Harper on Marois' Scottish trip: no comment
Prime Minister Stephen Harper is in Quebec attending a funding announcement today for a ferry system in the provincial capital.
The federal government will kick in roughly one-third of the estimated $19 million to refurbish the ferry from Levis, Que., across the river from Quebec City.
Harper made the announcement with Premier Pauline Marois, who he is also meeting privately.
They are holding separate news conferences, however, because Marois wouldn't agree on the prime minister's more tightly controlled conditions for holding a media event.
It is their second meeting since the Parti Quebecois leader became premier last September.
At his news conference, Harper was asked about the damage his Employment Insurance reforms might do in Quebec, with its large number of seasonal workers in tourism, forestry and fisheries.
He was also asked whether he might transfer some responsibility for EI to the province, as Marois' pro-independence PQ is demanding.
Harper didn't have much to say on the matter. He simply replied that the program would continue to operate out of Ottawa.
"Employment Insurance is clearly a federal responsibility under the Canadian Constitution,'' Harper replied.
"The federal government intends to live up to its responsibilities in that regard.''
He also avoided saying too much when asked about Marois' less-than-triumphant trip to Scotland this week.

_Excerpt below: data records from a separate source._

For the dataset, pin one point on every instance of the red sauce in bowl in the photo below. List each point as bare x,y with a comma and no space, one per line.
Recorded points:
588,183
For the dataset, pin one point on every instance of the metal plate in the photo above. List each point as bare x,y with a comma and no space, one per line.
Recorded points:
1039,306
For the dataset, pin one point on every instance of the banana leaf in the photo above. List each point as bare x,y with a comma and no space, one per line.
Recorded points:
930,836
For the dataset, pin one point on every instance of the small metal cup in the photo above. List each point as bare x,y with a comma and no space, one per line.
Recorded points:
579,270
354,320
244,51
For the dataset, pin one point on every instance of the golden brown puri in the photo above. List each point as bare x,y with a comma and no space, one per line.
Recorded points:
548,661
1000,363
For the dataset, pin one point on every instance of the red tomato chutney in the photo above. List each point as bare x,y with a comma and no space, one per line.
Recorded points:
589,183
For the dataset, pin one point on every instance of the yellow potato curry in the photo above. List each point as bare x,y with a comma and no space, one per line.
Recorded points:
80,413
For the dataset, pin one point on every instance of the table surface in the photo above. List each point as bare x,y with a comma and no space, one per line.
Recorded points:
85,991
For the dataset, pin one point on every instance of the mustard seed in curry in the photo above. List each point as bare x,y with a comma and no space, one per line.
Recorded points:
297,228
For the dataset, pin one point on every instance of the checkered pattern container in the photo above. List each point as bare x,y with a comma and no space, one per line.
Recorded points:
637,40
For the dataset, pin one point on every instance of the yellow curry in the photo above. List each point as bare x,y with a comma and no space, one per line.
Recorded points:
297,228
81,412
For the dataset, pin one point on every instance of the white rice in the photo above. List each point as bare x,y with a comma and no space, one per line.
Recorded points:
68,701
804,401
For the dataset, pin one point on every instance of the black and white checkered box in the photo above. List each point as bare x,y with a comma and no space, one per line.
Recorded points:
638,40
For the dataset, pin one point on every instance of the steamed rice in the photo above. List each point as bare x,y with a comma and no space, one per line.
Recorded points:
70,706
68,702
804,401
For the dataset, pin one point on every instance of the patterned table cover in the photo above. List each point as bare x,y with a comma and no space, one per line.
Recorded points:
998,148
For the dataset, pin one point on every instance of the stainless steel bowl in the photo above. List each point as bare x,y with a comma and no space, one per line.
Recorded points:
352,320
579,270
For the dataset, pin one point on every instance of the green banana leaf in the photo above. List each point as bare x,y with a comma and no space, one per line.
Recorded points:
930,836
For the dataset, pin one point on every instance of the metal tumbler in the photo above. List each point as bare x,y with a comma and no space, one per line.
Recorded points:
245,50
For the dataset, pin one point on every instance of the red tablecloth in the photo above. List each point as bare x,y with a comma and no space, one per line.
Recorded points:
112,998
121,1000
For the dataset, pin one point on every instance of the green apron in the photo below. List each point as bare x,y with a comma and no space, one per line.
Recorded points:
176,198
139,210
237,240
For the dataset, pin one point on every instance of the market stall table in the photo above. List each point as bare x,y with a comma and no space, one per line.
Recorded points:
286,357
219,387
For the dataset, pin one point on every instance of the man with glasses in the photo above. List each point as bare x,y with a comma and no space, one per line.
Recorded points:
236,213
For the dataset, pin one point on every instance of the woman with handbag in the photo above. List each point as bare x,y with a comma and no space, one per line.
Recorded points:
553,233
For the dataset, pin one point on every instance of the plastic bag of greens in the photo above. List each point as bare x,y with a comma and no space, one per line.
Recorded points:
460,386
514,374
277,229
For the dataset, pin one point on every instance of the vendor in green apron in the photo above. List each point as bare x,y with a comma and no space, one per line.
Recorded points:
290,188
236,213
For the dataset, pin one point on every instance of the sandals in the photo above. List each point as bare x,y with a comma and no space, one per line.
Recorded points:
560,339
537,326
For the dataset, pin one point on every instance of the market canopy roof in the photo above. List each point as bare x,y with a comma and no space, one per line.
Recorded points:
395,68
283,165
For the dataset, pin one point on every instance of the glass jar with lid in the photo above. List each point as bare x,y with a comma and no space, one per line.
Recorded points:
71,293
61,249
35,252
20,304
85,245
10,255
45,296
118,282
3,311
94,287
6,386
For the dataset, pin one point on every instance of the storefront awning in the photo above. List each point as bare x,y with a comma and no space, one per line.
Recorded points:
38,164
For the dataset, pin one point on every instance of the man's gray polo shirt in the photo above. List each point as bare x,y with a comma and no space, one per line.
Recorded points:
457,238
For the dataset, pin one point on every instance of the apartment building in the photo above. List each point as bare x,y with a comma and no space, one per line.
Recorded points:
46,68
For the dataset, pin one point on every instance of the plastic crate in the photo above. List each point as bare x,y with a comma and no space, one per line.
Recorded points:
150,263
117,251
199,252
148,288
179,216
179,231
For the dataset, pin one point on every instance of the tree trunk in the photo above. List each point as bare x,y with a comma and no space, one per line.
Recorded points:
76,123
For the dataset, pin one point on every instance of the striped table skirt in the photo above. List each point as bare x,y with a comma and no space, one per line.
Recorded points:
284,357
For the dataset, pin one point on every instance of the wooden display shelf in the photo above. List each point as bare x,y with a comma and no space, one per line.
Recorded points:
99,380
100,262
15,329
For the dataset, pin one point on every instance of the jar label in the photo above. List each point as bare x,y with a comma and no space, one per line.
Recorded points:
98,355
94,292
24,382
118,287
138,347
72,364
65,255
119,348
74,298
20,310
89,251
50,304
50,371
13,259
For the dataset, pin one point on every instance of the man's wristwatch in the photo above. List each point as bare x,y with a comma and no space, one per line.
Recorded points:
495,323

The PQ premier had earlier hyped her meeting with the Scottish nationalist leader Alex Salmond as a landmark opportunity to discuss separation strategies. But the Scottish leader didn't take her up on an offer to share old referendum files and didn't appear with her in public.
That trip to Edinburgh has earned Marois ribbing from opponents and commentators back home. Some have also bemoaned her performance in an interview with the BBC, where she struggled with some English turns of phrase.
Harper was asked whether it was appropriate for the premier to have been pitching independence abroad. He didn't bite. He simply used the opportunity to point to the case as an example of Canada's flexible federal system.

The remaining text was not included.